When it comes to an AC system, the installation is a critical point, and the failure to adhere to proper AC installation practices to the letter is usually the cause of inefficient, ineffective, unreliable and loud ACs that fail frequently and ultimately expire many years before they should have.
Unlike a furnace, which is a complexed machine operating on very basic scientific principles (burn fuel for heat, blow said heat out) and thus is fairly accommodating to being poorly installed, mechanical refrigeration, which is what an air conditioning is, is a fairly simple machine (there’s actually very few parts to it, relative to a furnace) operating on complexed scientific principles, and it’s the AC installer’s job not to get in the way of that complexed science functioning as it should by doing things during the AC system’s installation that’ll inhibit or restrain those principles of physics that AC systems use to “make cold”.

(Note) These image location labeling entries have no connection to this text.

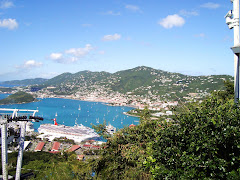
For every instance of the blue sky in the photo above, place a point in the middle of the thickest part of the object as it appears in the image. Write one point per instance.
(44, 38)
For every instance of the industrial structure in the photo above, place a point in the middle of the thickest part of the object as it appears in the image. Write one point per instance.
(232, 20)
(20, 116)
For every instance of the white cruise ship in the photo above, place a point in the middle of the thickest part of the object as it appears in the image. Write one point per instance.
(78, 133)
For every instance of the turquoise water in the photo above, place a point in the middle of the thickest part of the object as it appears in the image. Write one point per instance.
(68, 113)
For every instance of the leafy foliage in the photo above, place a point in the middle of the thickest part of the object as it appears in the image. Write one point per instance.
(201, 143)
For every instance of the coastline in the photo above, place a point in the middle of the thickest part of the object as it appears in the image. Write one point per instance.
(125, 113)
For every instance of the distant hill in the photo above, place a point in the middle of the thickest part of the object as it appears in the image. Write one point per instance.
(25, 82)
(139, 81)
(19, 97)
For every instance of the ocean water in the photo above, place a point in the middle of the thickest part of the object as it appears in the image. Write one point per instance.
(69, 113)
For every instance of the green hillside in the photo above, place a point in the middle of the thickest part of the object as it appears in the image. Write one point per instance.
(139, 81)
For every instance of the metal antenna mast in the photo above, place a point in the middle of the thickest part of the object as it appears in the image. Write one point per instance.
(232, 20)
(22, 116)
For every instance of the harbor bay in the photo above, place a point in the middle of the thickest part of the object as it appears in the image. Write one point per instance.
(71, 112)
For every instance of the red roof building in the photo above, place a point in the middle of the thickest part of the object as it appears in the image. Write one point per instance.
(80, 157)
(74, 148)
(96, 147)
(39, 146)
(55, 146)
(132, 125)
(87, 145)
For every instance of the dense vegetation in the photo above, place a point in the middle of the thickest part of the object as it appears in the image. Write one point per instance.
(200, 142)
(18, 97)
(142, 81)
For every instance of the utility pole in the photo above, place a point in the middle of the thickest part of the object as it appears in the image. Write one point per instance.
(232, 20)
(20, 116)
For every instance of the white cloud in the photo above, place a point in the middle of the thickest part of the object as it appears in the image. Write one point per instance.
(9, 23)
(133, 8)
(113, 37)
(171, 21)
(101, 52)
(210, 5)
(30, 64)
(113, 13)
(56, 56)
(201, 35)
(71, 55)
(6, 4)
(188, 13)
(79, 52)
(86, 25)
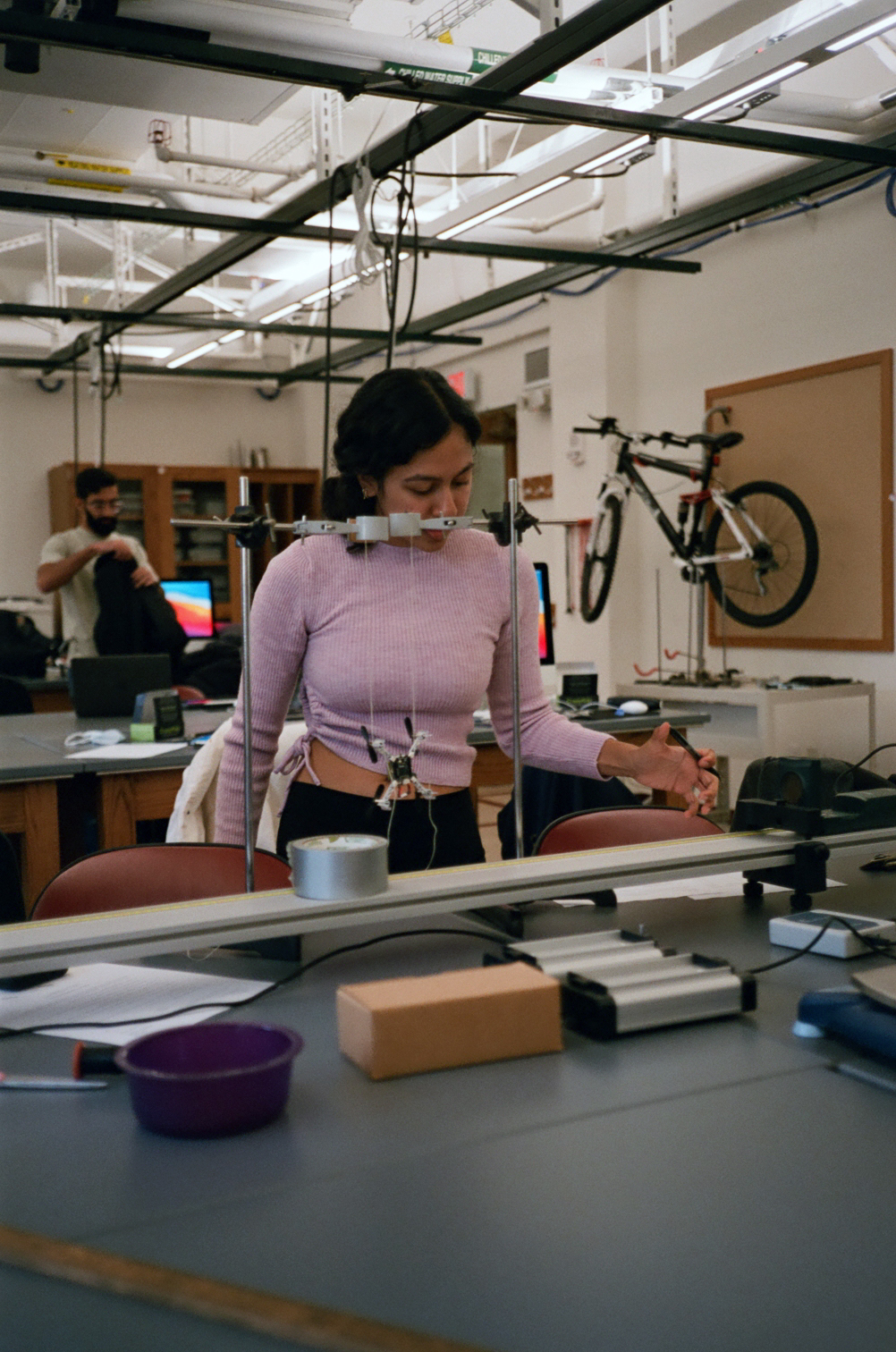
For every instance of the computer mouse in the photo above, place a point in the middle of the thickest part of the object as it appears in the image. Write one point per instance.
(633, 706)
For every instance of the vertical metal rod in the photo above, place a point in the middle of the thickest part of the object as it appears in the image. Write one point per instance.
(689, 625)
(512, 498)
(245, 596)
(702, 628)
(724, 615)
(658, 634)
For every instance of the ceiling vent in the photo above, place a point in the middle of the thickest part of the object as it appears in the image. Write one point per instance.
(537, 380)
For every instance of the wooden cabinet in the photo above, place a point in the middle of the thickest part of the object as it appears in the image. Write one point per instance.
(152, 495)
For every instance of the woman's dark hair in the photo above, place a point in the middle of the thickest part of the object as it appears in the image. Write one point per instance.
(391, 417)
(94, 480)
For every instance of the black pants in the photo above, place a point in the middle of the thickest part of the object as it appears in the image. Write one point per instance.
(422, 834)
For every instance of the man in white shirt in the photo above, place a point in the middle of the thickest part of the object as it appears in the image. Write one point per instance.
(68, 559)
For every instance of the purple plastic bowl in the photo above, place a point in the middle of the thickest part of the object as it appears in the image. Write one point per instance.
(211, 1079)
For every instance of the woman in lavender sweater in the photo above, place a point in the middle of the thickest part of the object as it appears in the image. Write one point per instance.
(409, 629)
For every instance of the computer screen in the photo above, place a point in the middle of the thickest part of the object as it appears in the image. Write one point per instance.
(545, 625)
(192, 602)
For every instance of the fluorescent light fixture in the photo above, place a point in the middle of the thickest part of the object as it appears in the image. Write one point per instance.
(451, 232)
(747, 91)
(282, 313)
(864, 34)
(616, 153)
(190, 356)
(337, 285)
(320, 293)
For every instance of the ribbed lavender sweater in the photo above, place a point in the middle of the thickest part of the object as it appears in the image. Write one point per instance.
(399, 631)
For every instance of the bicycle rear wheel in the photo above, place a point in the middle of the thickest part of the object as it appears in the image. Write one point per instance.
(772, 586)
(600, 560)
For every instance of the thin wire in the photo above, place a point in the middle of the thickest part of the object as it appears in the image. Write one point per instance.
(370, 612)
(882, 947)
(411, 664)
(435, 836)
(329, 338)
(884, 747)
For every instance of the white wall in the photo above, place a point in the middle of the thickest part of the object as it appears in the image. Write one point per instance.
(645, 346)
(155, 420)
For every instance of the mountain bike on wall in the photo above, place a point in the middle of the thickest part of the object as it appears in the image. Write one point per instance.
(755, 546)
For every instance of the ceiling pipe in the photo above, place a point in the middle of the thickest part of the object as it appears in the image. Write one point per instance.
(46, 169)
(182, 157)
(283, 176)
(537, 227)
(818, 110)
(298, 34)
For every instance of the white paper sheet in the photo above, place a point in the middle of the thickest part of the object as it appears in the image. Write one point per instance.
(113, 992)
(127, 750)
(697, 889)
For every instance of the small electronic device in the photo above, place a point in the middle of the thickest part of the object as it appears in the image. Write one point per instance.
(615, 982)
(579, 689)
(193, 604)
(169, 717)
(545, 621)
(798, 931)
(645, 705)
(106, 687)
(160, 710)
(682, 741)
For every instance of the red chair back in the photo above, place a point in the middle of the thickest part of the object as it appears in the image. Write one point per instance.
(152, 875)
(621, 826)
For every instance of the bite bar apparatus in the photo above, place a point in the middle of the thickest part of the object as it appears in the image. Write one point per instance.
(250, 528)
(126, 936)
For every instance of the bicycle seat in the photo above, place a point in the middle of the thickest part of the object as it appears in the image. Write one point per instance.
(722, 441)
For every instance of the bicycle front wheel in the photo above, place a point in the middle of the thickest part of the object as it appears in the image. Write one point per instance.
(600, 560)
(772, 586)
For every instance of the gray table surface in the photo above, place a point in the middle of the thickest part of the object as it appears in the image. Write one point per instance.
(705, 1187)
(33, 745)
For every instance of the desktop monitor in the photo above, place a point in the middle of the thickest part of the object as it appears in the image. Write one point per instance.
(545, 623)
(192, 602)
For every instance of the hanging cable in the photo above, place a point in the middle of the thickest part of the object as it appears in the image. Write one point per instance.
(76, 443)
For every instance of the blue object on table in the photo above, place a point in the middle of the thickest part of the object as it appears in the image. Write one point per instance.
(843, 1011)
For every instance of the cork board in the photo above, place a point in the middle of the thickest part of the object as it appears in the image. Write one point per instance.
(826, 433)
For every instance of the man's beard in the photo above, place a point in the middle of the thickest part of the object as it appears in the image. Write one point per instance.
(100, 526)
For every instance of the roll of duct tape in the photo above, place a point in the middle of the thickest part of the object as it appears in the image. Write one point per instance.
(404, 523)
(334, 868)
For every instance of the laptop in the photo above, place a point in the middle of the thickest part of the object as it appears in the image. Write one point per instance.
(106, 687)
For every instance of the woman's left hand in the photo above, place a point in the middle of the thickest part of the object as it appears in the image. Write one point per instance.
(657, 765)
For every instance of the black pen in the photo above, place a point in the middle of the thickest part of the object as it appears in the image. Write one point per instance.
(682, 741)
(882, 1082)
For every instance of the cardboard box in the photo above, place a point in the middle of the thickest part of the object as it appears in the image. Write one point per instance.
(453, 1018)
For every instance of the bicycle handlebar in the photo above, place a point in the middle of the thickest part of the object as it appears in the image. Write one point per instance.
(610, 427)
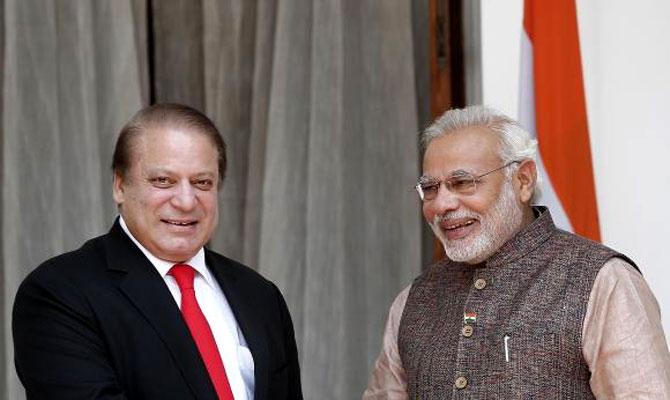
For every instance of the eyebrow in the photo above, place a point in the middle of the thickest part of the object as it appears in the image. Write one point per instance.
(452, 174)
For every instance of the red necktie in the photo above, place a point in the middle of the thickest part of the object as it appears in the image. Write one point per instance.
(200, 330)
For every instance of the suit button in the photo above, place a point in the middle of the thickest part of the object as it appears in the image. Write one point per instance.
(467, 330)
(461, 382)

A lot of this failure to adhere to proper AC installation practices is done with the best of intentions, by folks that are doing the best they know, but were trained by someone that didn’t know any better, who was usually also trained by someone who didn’t know any better. This is largely due to the vast majority of AC installations in the Calgary area being installed not by journeymen Refrigeration and Air Conditioning Mechanics, but rather by journeymen Sheet Metal Workers (or worse, apprentices, or worse yet, Plumbers and Gasfitters, who are not legally permitted to work on AC systems). This is because there’s not a year-round demand for residential AC in our climate, so there’s very few Refrigeration and AC Mechanic journeymen in the Calgary area’s residential heating, ventilation and air conditioning (HVAC) industry, relative to Sheet Metal Workers, about a 20:1 ratio. Sheet Metal Workers are indeed legally permitted to work on residential AC systems, though there’s a vast disparity in AC/refrigeration training, knowledge, and expertise between them and Refrigeration and AC Mechanics getting ~240 hours of refrigeration and AC training each of their 4 years of apprenticeship technical training, and Sheet Metal Workers getting ~15 hours of AC-only training across all 4 years of their apprenticeship combined, amounting to Sheet Metal Workers getting ~1.5% the refrigeration and AC training that a Refrigeration and AC Mechanic does over the course of their respective apprenticeship programs, and the difference in AC proficiency between the two trades that are legally allowed to perform residential AC work shown.